Member of the Virginia House of Delegates from the 91st district
- In office 2002–2010
- Preceded by: Phil Larrabee
- Succeeded by: Gordon C. Helsel, Jr.

Personal details
- Born: May 2, 1949 Hampton, Virginia, U.S.
- Died: June 13, 2018 (aged 69) York County, Virginia, U.S.
- Party: Republican
- Spouse: Janice Graham Sigler
- Children: Ryan, Shannon
- Occupation: Real estate, printer
- Committees: Education; Finance; General Laws; Transportation

Military service
- Branch/service: United States Army
- Years of service: 1968–1974
- Unit: Virginia Army National Guard

= Tom Gear =

American politician (1949–2018)

Thomas Donald Gear (May 2, 1949 – June 13, 2018) was an American politician of the Republican Party. He was a member of the Virginia House of Delegates from 2002 until 2010. He represented the 91st district on the Virginia Peninsula, made up of the city of Poquoson plus parts of York County and the city of Hampton. He resigned his seat on December 31, 2010 citing health problems.

==Background==
Gear was born in Hampton, Virginia and graduated from Kecoughtan High School in Hampton, Virginia. He served in the Virginia National Guard from 1968 to 1974. Gear was a commercial printer and was also in the real estate business. He served on Hampton City Council from 1998 to 2001.

==Elections==

===2005===
Gear was re-elected in the November 6, 2005 General Election with 11,057 (59.43%) votes, versus 7,419 (39.88%) votes for Independent candidate Randy A. Gilliland, with 128 voters casting write in votes. Voter turnout was 47.69%.

===2007===
Gear was re-elected in the November 6, 2007 General Election with 9,156 (93.15%) votes, with 673 voters casting write in votes. Voter turnout was 24.06%.

===2009===
Gear was up for re-election in a three way race with Independent Gordon C. Helsel, Jr. the then-current Mayor of the City of Poquoson, Virginia. and Democrat Samuel L. Sam Eure, Jr. (a Social Studies Teacher in the York County School Division) of York County, Virginia, As of August 31, 2009 the State Board of Elections website reported that Gear had raised $25,976.00, Helsel had raised $65,261.00, and Eure had raised $5,076.00. Helsel has run on the Republican ticket in the past, but did not secure the Republican nomination for this election.

Republican Gear captured 9,576 votes (48 percent). Independent Helsel finished in second with 6,463 votes (about 33 percent). Democrat Eure finished third in the race with 3,757 votes (19 percent).

==Controversies==
=== Teddy Thompson controversy ===
Tom Gear sponsored and fought for legislation giving Teddy P. Thompson $270,000 for spending seven years in prison for a robbery he did not commit. Since the legislation passed, Thompson has committed three misdemeanors, including two assault charges and a breach of peace count, and on August 17, 2009 Thompson faced revocation of a suspended sentence on an older robbery charge, for which he received a suspended sentence.

=== Hampton judicial appointment controversy ===
In the 2007 session, Virginia General Assembly members representing Hampton reached a tentative deal to fill nominations for several Hampton judgeships that have been vacant for six years. Gear's insistence that his sister, Kathy Gear Owens, an attorney and substitute judge, be appointment to Hampton's Juvenile and Domestic Relations Court was one of several issues raised by Gear to hold up the appointment of the judges. Because the tentative deal included the appointment of his sister, Gear's fellow Senate Republicans walked off the floor in protest when the selections came up for a vote. Several Democrats also voted against the resolution. During the 2009 General Assembly Session Gear Owens finally removed her name from consideration.
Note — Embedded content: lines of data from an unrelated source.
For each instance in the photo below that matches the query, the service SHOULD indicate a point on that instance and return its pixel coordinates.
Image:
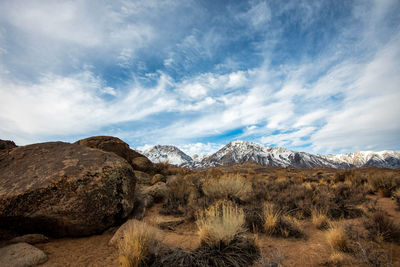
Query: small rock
(170, 224)
(158, 191)
(30, 239)
(142, 164)
(21, 255)
(158, 178)
(142, 177)
(7, 145)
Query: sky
(314, 76)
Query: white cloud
(368, 118)
(292, 139)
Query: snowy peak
(170, 154)
(243, 151)
(383, 159)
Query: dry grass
(382, 228)
(180, 190)
(271, 216)
(396, 195)
(320, 219)
(277, 224)
(338, 238)
(220, 223)
(384, 183)
(140, 240)
(228, 186)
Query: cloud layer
(304, 75)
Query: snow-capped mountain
(243, 151)
(172, 154)
(383, 159)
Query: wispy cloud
(306, 75)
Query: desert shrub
(178, 195)
(228, 186)
(220, 228)
(140, 242)
(339, 201)
(272, 259)
(278, 224)
(396, 195)
(320, 219)
(165, 168)
(338, 238)
(384, 183)
(338, 258)
(291, 198)
(220, 223)
(382, 228)
(370, 253)
(261, 189)
(254, 216)
(240, 251)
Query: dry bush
(382, 228)
(229, 186)
(272, 259)
(165, 168)
(340, 200)
(254, 215)
(139, 243)
(384, 183)
(320, 219)
(220, 223)
(338, 258)
(396, 195)
(372, 254)
(291, 197)
(338, 238)
(277, 224)
(271, 218)
(178, 195)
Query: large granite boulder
(119, 147)
(63, 189)
(7, 145)
(21, 255)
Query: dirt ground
(312, 251)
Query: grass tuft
(320, 219)
(228, 186)
(382, 228)
(140, 240)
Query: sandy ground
(312, 251)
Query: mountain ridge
(244, 151)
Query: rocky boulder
(63, 189)
(119, 147)
(7, 145)
(143, 164)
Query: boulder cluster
(62, 189)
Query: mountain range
(244, 151)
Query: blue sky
(315, 76)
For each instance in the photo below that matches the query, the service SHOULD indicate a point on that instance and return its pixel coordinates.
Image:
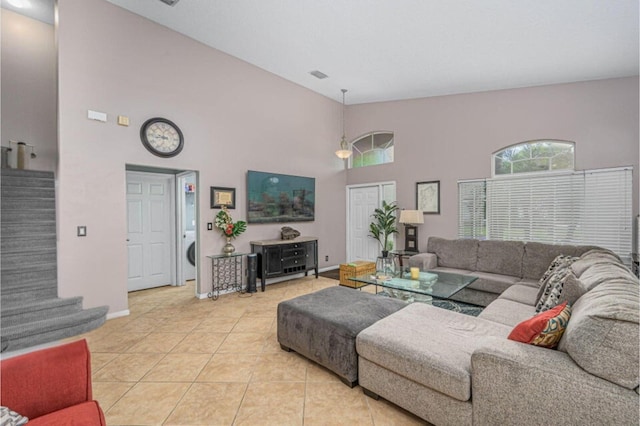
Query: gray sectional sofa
(453, 369)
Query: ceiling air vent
(318, 74)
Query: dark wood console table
(285, 257)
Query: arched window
(372, 149)
(534, 156)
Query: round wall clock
(161, 137)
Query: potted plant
(384, 225)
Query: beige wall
(450, 138)
(235, 117)
(29, 87)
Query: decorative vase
(228, 248)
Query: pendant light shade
(344, 152)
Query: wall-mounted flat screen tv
(275, 198)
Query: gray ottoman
(323, 326)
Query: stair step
(11, 262)
(51, 329)
(35, 310)
(15, 192)
(16, 206)
(40, 275)
(29, 217)
(20, 293)
(26, 244)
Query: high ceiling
(399, 49)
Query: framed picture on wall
(428, 197)
(223, 197)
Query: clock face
(161, 137)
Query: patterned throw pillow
(552, 282)
(544, 329)
(11, 418)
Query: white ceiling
(399, 49)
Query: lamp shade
(411, 217)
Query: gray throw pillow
(552, 282)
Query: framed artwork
(223, 197)
(428, 197)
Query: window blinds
(589, 207)
(472, 209)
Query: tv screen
(274, 198)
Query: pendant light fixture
(344, 151)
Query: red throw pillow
(544, 329)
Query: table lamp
(411, 218)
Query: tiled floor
(177, 360)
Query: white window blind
(591, 207)
(472, 209)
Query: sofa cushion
(492, 283)
(544, 329)
(530, 282)
(552, 282)
(603, 334)
(601, 272)
(461, 254)
(430, 345)
(521, 293)
(507, 312)
(538, 256)
(85, 414)
(593, 257)
(500, 257)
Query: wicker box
(359, 267)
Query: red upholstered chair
(51, 386)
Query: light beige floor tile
(272, 404)
(317, 373)
(143, 323)
(117, 342)
(157, 343)
(146, 404)
(254, 324)
(217, 324)
(208, 404)
(196, 342)
(177, 368)
(335, 403)
(127, 367)
(100, 359)
(225, 347)
(243, 343)
(228, 368)
(182, 325)
(108, 393)
(279, 367)
(386, 414)
(272, 345)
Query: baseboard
(118, 314)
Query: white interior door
(150, 230)
(362, 200)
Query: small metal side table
(227, 271)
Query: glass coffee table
(441, 285)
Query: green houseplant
(383, 225)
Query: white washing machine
(189, 258)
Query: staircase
(31, 313)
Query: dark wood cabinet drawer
(292, 262)
(293, 252)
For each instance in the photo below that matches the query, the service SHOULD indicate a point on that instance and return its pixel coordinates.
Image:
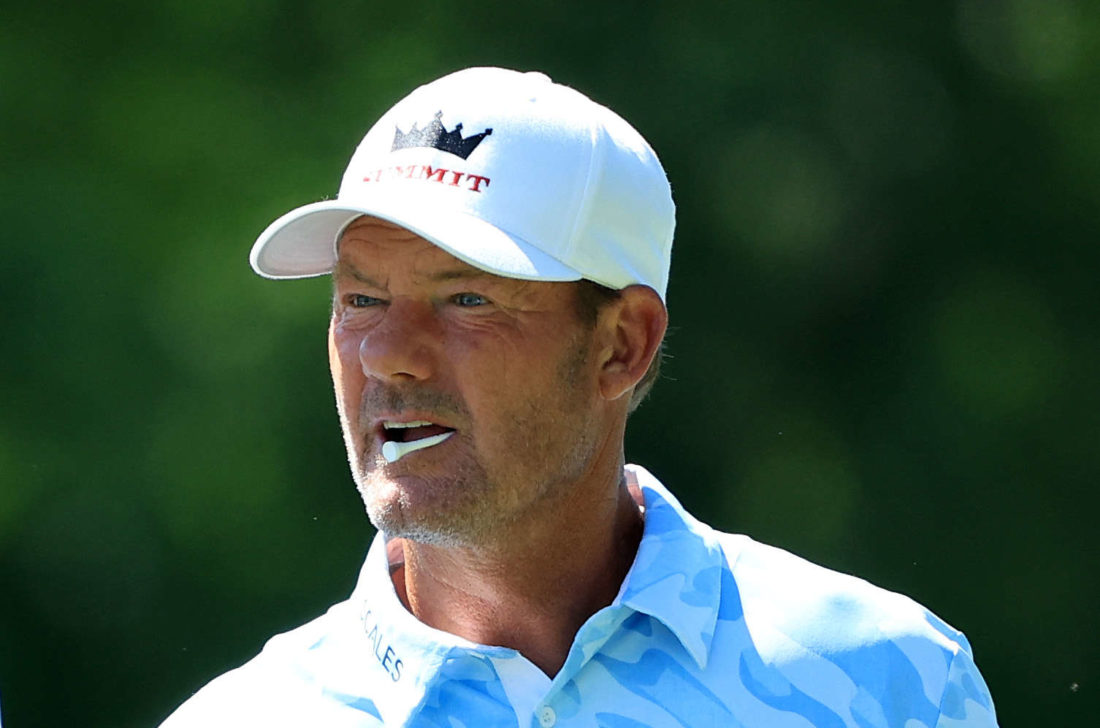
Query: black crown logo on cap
(435, 135)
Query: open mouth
(403, 438)
(410, 431)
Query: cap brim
(303, 243)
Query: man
(499, 252)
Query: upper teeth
(399, 426)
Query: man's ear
(634, 326)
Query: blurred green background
(884, 313)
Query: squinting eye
(470, 299)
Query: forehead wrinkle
(344, 269)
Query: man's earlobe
(636, 324)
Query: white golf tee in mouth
(394, 451)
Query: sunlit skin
(520, 526)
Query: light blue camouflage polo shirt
(708, 629)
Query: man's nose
(404, 344)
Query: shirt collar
(675, 578)
(677, 575)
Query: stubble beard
(466, 506)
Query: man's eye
(470, 299)
(361, 300)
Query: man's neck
(532, 588)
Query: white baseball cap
(509, 172)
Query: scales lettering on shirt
(382, 650)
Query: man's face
(418, 335)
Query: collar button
(547, 716)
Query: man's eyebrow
(468, 273)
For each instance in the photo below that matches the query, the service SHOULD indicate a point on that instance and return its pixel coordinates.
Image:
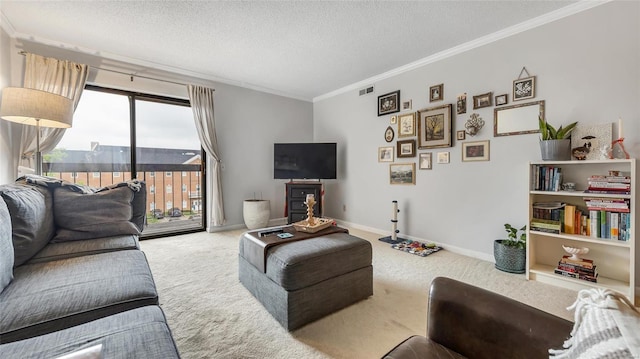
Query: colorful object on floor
(417, 248)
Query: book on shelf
(609, 184)
(608, 204)
(583, 262)
(569, 219)
(597, 191)
(610, 179)
(577, 268)
(586, 277)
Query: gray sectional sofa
(72, 276)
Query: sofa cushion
(69, 249)
(93, 215)
(32, 223)
(49, 296)
(136, 333)
(6, 246)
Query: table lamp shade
(35, 107)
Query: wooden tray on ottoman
(321, 223)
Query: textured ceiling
(301, 49)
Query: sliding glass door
(118, 135)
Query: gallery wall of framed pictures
(426, 134)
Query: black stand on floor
(393, 238)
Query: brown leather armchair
(465, 321)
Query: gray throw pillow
(6, 247)
(31, 219)
(92, 215)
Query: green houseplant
(511, 253)
(555, 144)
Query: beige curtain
(202, 106)
(61, 77)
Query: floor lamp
(36, 108)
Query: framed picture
(406, 148)
(483, 100)
(461, 104)
(385, 154)
(590, 142)
(402, 173)
(407, 125)
(434, 127)
(425, 161)
(406, 105)
(518, 119)
(389, 103)
(475, 151)
(443, 157)
(436, 93)
(389, 134)
(524, 88)
(501, 100)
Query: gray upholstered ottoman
(308, 279)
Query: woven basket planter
(509, 259)
(555, 150)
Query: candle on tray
(619, 128)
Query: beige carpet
(212, 315)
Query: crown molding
(6, 25)
(456, 50)
(144, 64)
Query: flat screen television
(304, 160)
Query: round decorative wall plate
(389, 134)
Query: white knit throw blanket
(606, 325)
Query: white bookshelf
(615, 259)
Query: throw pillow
(93, 352)
(93, 215)
(606, 325)
(6, 247)
(31, 219)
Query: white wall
(587, 69)
(8, 162)
(248, 122)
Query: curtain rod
(24, 53)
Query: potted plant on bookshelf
(510, 254)
(555, 144)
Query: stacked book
(582, 268)
(609, 218)
(609, 184)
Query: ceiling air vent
(365, 91)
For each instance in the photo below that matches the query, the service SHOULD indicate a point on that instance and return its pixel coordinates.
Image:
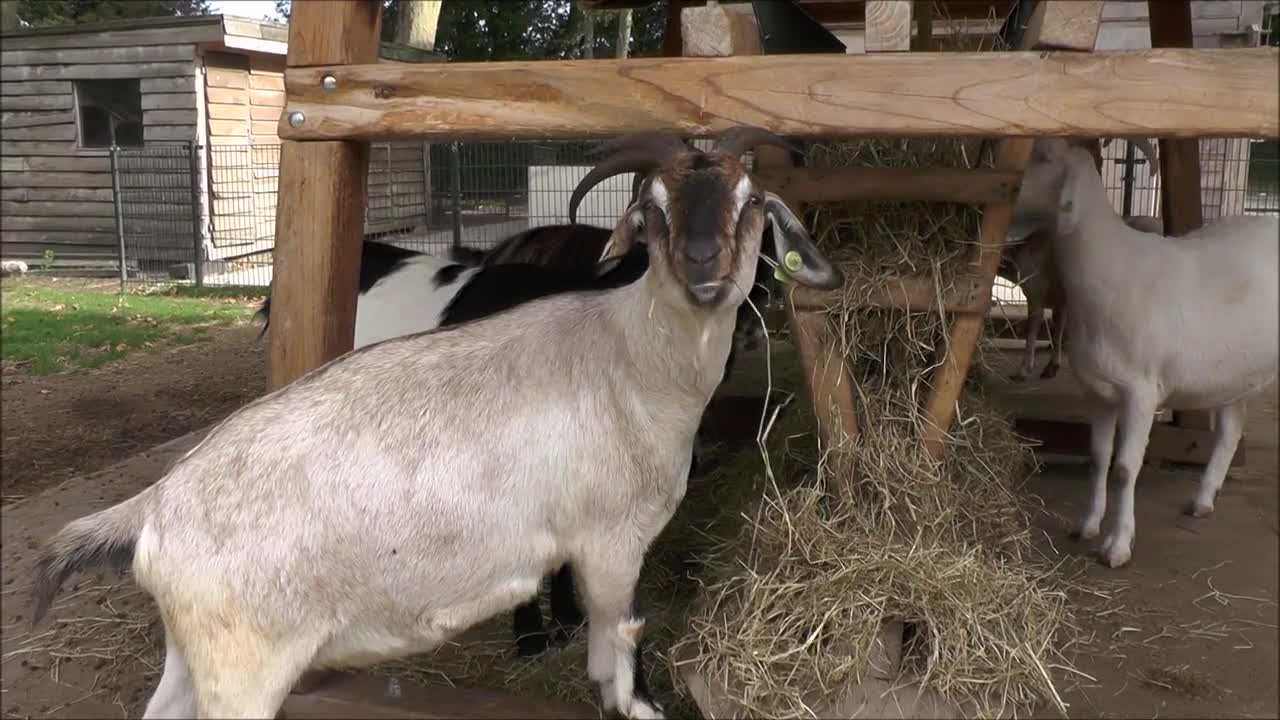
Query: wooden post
(320, 213)
(1064, 24)
(1179, 160)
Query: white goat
(1028, 263)
(412, 488)
(1183, 323)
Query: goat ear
(794, 250)
(626, 233)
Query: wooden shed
(192, 105)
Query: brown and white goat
(397, 496)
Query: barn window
(110, 113)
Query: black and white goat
(397, 496)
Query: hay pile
(798, 597)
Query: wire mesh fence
(195, 214)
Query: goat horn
(739, 140)
(639, 153)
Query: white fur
(407, 300)
(1182, 323)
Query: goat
(1029, 264)
(1156, 322)
(352, 516)
(403, 291)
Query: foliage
(56, 326)
(48, 13)
(526, 30)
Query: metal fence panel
(179, 205)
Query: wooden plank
(88, 55)
(169, 133)
(227, 112)
(227, 96)
(37, 147)
(890, 95)
(227, 78)
(120, 71)
(169, 101)
(41, 87)
(62, 223)
(213, 32)
(56, 180)
(1168, 443)
(320, 213)
(169, 117)
(888, 26)
(63, 164)
(713, 31)
(55, 194)
(36, 118)
(264, 128)
(65, 132)
(39, 101)
(186, 83)
(1072, 26)
(266, 81)
(270, 98)
(265, 113)
(935, 185)
(947, 381)
(41, 209)
(236, 128)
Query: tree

=== Embezzlement from American Legion Auxiliary Post 48 ===
In December 2019, Gear's elderly mother was indicted for embezzlement of more than $180,000 over a three-year stretch from an American Legion Women’s Auxiliary in Hampton, where she had been treasurer for more than four decades. According to media reports, Gear's brother Donald alleged that the money had been used to cover Tom Gear's gambling debts and losses from trading stocks on margin. Donald Gear further said that his brother had convinced his mother to take a reverse mortgage on her $540,000 home, eventually leaving her destitute. Tom Gear allegedly told his mother that he needed the money to pay for medical expenses.

==Death==
On June 13, 2018 Gear was found dead by suicide in his automobile in York County, Virginia.